A onetime race-car driver who famously lost his way in a 1982 rally across the Sahara, causing his Iron Lady mother to weep, Thatcher has had what Margaret Thatcher's authorized biographer describes as a "chiaroscuro business career." He was accused of having links to the international arms trade, allegedly profiting from a multi-billion dollar deal with Saudi Arabia. In 1987, he married Diane Burgdorf, the daughter of a wealthy Texan; the couple moved from Texas to South Africa in 1995.
Ron Wheeldon, a partner at the South African law firm representing Thatcher, denies that the Briton has a connection to the coup plot. Wheeldon says he has oil and mining interests around the world. "He likes to fly helicopters, he keeps fit, he runs up [Cape Town's Table] Mountain," he says. "He entertains and he is entertaining."

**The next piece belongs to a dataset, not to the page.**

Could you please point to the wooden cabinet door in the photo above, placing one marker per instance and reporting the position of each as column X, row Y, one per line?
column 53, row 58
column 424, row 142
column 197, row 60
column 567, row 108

South African police allege that Thatcher also finances mercenaries. They believe he helped bankroll the failed coup attempt last March against the President of Equatorial Guinea, Teodoro Obiang Nguema. Thatcher's close friend and neighbor Simon Mann, a former British S.A.S. officer, was arrested along with 64 other men in Harare, Zimbabwe. Zimbabwean and South African authorities say the men, who were found aboard a Boeing 727-100, were on their way to topple Nguema's government, and had touched down to collect weapons and ammo. Nineteen other men, including South Africans and Armenians, were arrested in Equatorial Guinea on suspicion of being part of the plot. The self-confessed leader of the Guinean cell, Nick du Toit, on trial in the capital, Malabo, testified last week that he met Thatcher last year, and that Mann and Thatcher had discussed the sale of helicopters for mining operations in Sudan.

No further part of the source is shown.